In previous lessons, students studied the correspondence between translations and reflections of graphs and the algebraic transformations of equations. The purpose of this lesson is for students to understand the effect on a graph of multiplying the output of a function by a scale factor. The situations in this lesson were purposefully chosen to be straightforward in order to help students focus on the effect of this type of scale factor. Students begin by considering a parabolic arch and how to modify a quadratic function whose zeros match the bottom of the arch but whose vertex is too large. Using the horizontal intercepts as focal points, students then decide what scale factor to use to “squash” the graph vertically by modifying the outputs of the function. In the following activity, students use a similar process to fit a radical function to a data set, only now they need to “stretch” the output data, which calls for a scale factor greater than 1.
Students work with descriptions, equations, graphs, and input-output pairs throughout the lesson, helping build fluency translating between the representations (MP2). Students also develop their skills fitting functions to data, helping them in mathematical modeling (MP4). They continue this work in the following lessons where they learn to interpret the effect on the graph of a scale factor on the input to a function.

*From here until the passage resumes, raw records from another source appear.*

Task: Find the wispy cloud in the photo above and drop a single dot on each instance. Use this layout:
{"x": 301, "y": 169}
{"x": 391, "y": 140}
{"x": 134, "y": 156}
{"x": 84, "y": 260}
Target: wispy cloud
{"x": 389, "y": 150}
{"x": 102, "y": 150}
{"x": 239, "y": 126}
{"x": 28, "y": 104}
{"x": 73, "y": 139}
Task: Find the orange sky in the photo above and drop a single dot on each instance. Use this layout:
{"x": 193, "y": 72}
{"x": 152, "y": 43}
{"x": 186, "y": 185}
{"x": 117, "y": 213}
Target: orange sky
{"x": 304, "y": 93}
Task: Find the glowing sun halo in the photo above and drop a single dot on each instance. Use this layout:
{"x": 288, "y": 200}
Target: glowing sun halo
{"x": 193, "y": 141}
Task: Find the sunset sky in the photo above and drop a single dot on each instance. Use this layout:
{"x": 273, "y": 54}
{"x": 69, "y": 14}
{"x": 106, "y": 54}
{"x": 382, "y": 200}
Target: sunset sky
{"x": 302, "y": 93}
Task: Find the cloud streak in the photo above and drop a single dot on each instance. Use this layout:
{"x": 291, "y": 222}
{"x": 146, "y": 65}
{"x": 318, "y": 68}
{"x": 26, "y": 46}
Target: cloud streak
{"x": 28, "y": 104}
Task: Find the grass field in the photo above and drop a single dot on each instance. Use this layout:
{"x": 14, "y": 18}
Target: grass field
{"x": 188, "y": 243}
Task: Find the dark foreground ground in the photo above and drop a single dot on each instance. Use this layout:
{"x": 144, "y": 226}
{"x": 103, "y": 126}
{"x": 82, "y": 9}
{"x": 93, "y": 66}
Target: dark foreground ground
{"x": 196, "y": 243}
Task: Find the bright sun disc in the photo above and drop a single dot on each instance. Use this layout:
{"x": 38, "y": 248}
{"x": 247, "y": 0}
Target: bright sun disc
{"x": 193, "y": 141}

- Calculate the scale factor $k$ needed to transform the output of a function to fit data.
- Describe the effect of a scale factor on the output of a function.
- Let’s stretch and squash some graphs.
Acquire devices that can run Desmos (recommended) or other graphing technology. It is ideal if each student has their own device. (Desmos is available under Math Tools.)
Optionally, you may find a photo of a local, parabolic arch-shaped landmark to replace the photo in "Arch you glad to see me" and "The Hulme Arch Bridge."
- I can calculate the scale factor needed to transform the output of a function to model data.